■伊之助をホワホワさせたおばあさんの天ぷら
続いては、『鬼滅の刃』の嘴平伊之助の心を動かした、藤の花の家紋の家のおばあさんが作った天ぷら。それまで野生児として強さだけを追い求めて生きていた伊之助にとって、人に優しくされることは慣れないことであった。
そんな伊之助が、他人であるおばあさんに温かい寝床や肌触りのいい服を用意されたり、天ぷらを作ってもらったことで、はじめて自分の中に「ホワホワ」した感情を抱く。
アニメではこの天ぷらがなんともおいしそうに描かれており、具材もエビ、サツマイモ、ししとう、レンコン、カボチャ、山菜とかなり豪華で大根おろしにショウガも添えられていた。
コミックス16巻の柱稽古編においては、岩柱による修行のなかで、このときの天ぷらが伊之助を鼓舞する重要なアイテムになっていたのだから、よっぽど思い入れが深かったのだろう。

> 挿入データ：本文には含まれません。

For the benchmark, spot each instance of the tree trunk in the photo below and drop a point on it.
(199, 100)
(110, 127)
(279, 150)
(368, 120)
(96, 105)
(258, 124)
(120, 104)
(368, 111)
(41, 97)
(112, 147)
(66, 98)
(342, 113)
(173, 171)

伊之助が生まれてはじめて人から優しくされた、おばあさんの思いのこもった天ぷらを私たちもぜひ食べてみたいものだ。
■号泣必至の「半分コな」
最後は『東京リベンジャーズ』の超重要アイテムであるカップ焼きそばのペヤング。同作は、主人公の花垣武道が恋人の死を防ぐためタイムリープを繰り返すというSFサスペンス要素のあるヤンキー漫画。武道はタイムリープを繰り返すなかで、自身の所属する「東京卍會(トーマン)」と敵対組織「芭流覇羅(バルハラ)」による「血のハロウィン」抗争に巻き込まれる。
抗争の最後、今まさに命の灯火が消えそうな場地圭介は、自身の腹心である松野千冬に「ペヤング食いてぇな」「半分コな」と語りかける。2人がはじめて仲良くなった日に食べたのが、1個を半分ずつ分けあったペヤングだった。
それまでは仲間を守るため、誰にも決意を明かすことなく敵に寝返っていた場地。彼が最後まで、心の底から仲間を愛していたことが感じられるエピソードだ。
場地の死後、千冬は墓前に約束通り半分だけ残したペヤングをそなえて涙を流す。どこでも買えるカップ焼きそばだが、見るたびに少しせつない気持ちになってしまう。
どんなに高級な料理よりも、グッとおいしく感じる思いのこもった料理の数々。このほかにも『転生したらスライムだった件』で、主人公のリムルが味覚を得たあとではじめて食べた串焼きや、『NARUTO-ナルト-』のナルトが大人になっても食べ続けている一楽のラーメンなど、アニメにはそのシチュエーションごと楽しみたい料理が盛りだくさんだ。